ニュース速報
食品ロスを救う「アップサイクル」
NHK
2021年4月23日 午後12:02 公開

アップサイクルとは「捨てられるはずだったものに付加価値をつけ、新たな製品に生まれ変わらせる」こと。例えば、着古した服の生地を生かして財布に作り替えるといったことです。それを「食べ物」で進めていく動きが広がっています。

工夫とアイデアで廃棄食材をアップサイクル

おやつの定期配送サービスを手がける企業「スナックミー」が販売しているのは、ナッツやドライフルーツがブレンドされたシリアルです。

原料は、変色したり欠けたりして単品では市場に出せない規格外の食材。こうした食材を企業や生産者から買い取っています。はちみつやごま油を入れて加工することで、やさしい甘さの菓子にアップサイクルしました。

食品ロスの削減につながることを打ち出せば、その商品を選んでくれる消費者がいる。そうすればビジネスとしても採算がとれると見て、アップサイクル食品の開発に力を入れています。

会社に取材に行くと、新商品の開発に向けた打ち合わせが行われていました。この日のテーマは「余ったおかきを使って新しい商品ができないか」。菓子製造の「精華堂霰総本舗」の清水敬太代表取締役によると、百貨店との取り引きが減り、おかきの在庫を大量に抱えているといいます。

スナックミ―では「このおかきを、だしやフリーズドライの食材と一緒に混ぜて、お湯をかけると簡単なお茶漬けになるような商品にしてはどうか」などとアイデアを出していました。

服部慎太郎CEOは「新しい加工とか価値を加えて今まで食べたことがないようなものを生み出しながら、今まで捨てられてしまったものを使っていけると、すごくいい取り組みになる」と話しています。

パンの耳がビール系飲料に!?

廃棄食材を飲み物にアップサイクルする企業もあります。シンガポールに拠点を置くスタートアップ企業の日本法人「CRUST JAPAN」は、長野県白馬村のビール醸造所と提携して、4月から“ビール系飲料”の販売を始めました。

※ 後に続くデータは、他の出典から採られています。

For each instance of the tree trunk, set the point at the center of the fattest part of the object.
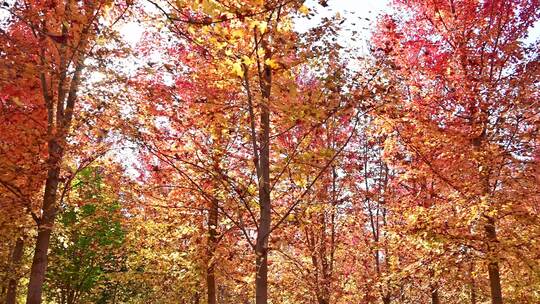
(11, 297)
(39, 262)
(212, 239)
(261, 247)
(263, 233)
(473, 285)
(493, 264)
(435, 296)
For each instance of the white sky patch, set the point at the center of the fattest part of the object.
(131, 32)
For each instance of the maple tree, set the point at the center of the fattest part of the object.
(229, 156)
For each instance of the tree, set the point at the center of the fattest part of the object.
(465, 81)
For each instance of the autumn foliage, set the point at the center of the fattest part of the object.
(228, 154)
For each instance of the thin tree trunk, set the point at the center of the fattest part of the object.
(212, 239)
(473, 285)
(39, 263)
(435, 296)
(493, 264)
(263, 233)
(11, 297)
(261, 247)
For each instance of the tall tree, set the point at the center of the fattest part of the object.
(465, 114)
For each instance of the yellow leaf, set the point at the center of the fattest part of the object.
(263, 25)
(237, 69)
(271, 63)
(246, 60)
(304, 10)
(17, 101)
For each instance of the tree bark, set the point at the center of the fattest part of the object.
(493, 264)
(212, 239)
(435, 296)
(261, 247)
(11, 297)
(39, 262)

原料にはパンの耳が使われています。パンの製造会社がサンドイッチを作る際に出たもので、これまでは捨てられていました。CRUST JAPANは、自社が考案した独自のレシピでビールの原料の一部を麦芽からパンに置き換えて、華やかな香りと軽い飲み口を表現しました。

会社では今、廃棄される果物を使ったジュースの開発を進めています。シンガポールの本社が研究している、果物の皮や芯から果汁などの成分を取り出す技術を使い、農家や食品加工会社が捨てていた果物を集めてジュースを作る計画です。2021年中に販売を始めたいと考えています。

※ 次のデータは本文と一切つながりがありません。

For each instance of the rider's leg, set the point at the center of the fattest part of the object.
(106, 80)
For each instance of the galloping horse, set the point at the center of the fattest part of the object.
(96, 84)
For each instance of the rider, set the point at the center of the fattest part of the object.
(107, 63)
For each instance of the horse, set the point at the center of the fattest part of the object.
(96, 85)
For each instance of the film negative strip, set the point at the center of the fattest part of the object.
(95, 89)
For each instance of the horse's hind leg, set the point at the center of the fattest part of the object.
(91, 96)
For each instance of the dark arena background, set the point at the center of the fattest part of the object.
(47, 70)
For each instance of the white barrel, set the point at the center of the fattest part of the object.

代表取締役のジム・ファンさんは「われわれの理念は、日本の“もったいない”文化にとてもよく似ている。アップサイクルで持続可能な循環型の経済を実現したい」と話しました。

日本の食品ロスは年間612万トンとも言われています。こうした動きに共感する人が増えれば、ビジネスとして広がっていくかもしれません。